Auch in Deutschland gibt es Entlassungen; Hintergrund ist ein Umgang der IBM mit seinen Beschäftigten, der in einer juristischen Einschätzung der Gewerkschaft Verdi „skandalös“ genannt wird.
Aktuell gibt es bei IBM aber auch über 7.000 offene Stellen – und mit der geplanten Übernahme des Linux-Hauses Red Hat wird IBM in der zweiten Jahreshälfte die Belegschaft um rund 13.000 Köpfe verstärken.
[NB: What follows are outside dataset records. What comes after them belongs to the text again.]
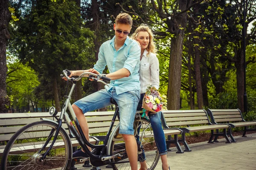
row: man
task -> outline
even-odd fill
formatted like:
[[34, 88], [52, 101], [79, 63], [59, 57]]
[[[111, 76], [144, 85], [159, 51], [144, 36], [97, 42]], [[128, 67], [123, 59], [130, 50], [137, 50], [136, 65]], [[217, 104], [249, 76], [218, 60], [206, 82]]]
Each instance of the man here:
[[[108, 65], [110, 73], [106, 76], [111, 79], [109, 86], [78, 100], [72, 107], [89, 141], [89, 129], [84, 113], [111, 105], [110, 99], [113, 98], [119, 107], [119, 133], [122, 134], [125, 142], [131, 169], [137, 170], [137, 149], [134, 136], [133, 122], [140, 98], [138, 71], [140, 48], [137, 42], [127, 37], [132, 25], [132, 19], [130, 15], [119, 14], [114, 24], [115, 36], [101, 46], [99, 60], [93, 68], [71, 71], [70, 76], [80, 75], [84, 72], [102, 74]], [[73, 154], [73, 158], [78, 157], [87, 157], [87, 155], [81, 150]]]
Es wird daher spekuliert, dass dieses Jahr mehr als 17.500 IBMer gehen müssen, um den berühmten „Headcount“ im angestrebten Rahmen zu halten. Mehr Details zu den Entlassungen bei IBM finden sich auf der Website „The Layoff“.
Ob angesichts dieses Umgangs mit den Mitarbeitern die offenen Stellen besetzt werden können, scheint fraglich. Durch interne Lösungen könnte die drohende nächste Entlassungswelle allenfalls etwas gemildert werden.